Hippothoüs led the tribes of the spear-skilled Pelasgians, of those who inhabited fertile Larissa; Hippothoüs and Pylæus of the line of Mars, the two sons of Pelasgian Lethus, son of Teutamus, commanded these.

But Acamus and the hero Piroüs led the Thracians, all that the rapidly flowing Hellespont confines within.

Euphemus, son of heaven-descended Trœzenus, son of Ceas, was commander of the warlike Cicones.

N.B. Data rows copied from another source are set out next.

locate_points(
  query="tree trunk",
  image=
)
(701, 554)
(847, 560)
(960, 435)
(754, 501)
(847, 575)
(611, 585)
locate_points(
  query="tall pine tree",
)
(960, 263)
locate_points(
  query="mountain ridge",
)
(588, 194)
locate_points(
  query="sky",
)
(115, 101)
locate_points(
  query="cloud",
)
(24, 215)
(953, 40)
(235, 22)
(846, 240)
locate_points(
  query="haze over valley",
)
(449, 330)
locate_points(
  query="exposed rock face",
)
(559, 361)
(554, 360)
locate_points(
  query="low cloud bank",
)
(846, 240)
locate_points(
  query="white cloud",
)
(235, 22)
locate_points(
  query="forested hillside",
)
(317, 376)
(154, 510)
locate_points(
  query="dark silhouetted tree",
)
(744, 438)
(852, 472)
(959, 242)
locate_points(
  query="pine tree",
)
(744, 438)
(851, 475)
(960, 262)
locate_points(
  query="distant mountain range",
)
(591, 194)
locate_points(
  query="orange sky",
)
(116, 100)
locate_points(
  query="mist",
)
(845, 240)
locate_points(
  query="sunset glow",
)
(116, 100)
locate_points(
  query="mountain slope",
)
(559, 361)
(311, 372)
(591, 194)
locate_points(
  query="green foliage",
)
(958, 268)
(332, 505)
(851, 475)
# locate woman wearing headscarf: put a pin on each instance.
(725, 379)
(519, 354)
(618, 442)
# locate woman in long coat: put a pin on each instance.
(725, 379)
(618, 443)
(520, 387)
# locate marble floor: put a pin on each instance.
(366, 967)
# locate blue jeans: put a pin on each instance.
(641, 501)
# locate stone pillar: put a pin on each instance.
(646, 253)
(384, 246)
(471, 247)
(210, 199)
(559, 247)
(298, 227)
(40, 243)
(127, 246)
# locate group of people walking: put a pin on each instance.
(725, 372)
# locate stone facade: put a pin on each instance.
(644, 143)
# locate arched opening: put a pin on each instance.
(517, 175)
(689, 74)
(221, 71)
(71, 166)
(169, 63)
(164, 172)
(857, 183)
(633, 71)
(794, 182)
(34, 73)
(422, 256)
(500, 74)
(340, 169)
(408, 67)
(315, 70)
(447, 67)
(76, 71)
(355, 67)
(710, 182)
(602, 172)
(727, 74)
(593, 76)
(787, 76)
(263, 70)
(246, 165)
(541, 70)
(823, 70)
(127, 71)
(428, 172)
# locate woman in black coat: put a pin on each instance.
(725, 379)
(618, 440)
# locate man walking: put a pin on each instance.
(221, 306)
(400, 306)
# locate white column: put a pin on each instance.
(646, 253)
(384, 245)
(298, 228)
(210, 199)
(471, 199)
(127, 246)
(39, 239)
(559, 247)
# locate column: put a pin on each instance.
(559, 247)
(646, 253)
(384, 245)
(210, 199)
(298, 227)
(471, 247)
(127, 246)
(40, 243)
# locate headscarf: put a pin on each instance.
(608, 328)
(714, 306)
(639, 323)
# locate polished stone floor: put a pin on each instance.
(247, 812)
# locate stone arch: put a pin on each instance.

But Pyræchmes led the Pæonians, who use darts fastened by a thong, far from Amydon, from wide-flowing Axius, from Axius, whose stream is diffused the fairest over the earth.

But the sturdy heart of Pylæmenes from the Eneti, whence is the race of wild mules, led the Paphlagonians, those who possessed Cytorus, and dwelt around Sesamus, and inhabited the famous dwellings around the river Parthenius, and Cromna, Ægialus, and the lofty Erythine hills.

But Hodius and Epistrophus, far from Alybe, whence is a rich product of silver, commanded the Halizonians.

  1. Cf. iv. 119. "The inhabitants of Zeleia worshiped Apollo, and Zeleia was also called Lycia; facts which show that there was a real connection between tho name of Lycia and the worship of Apollo, and that it was the worship of Apollo which gave the name to this district of Troy, as it had done to the country of the Solymi."—Müller, Dor. vol. i. p. 248.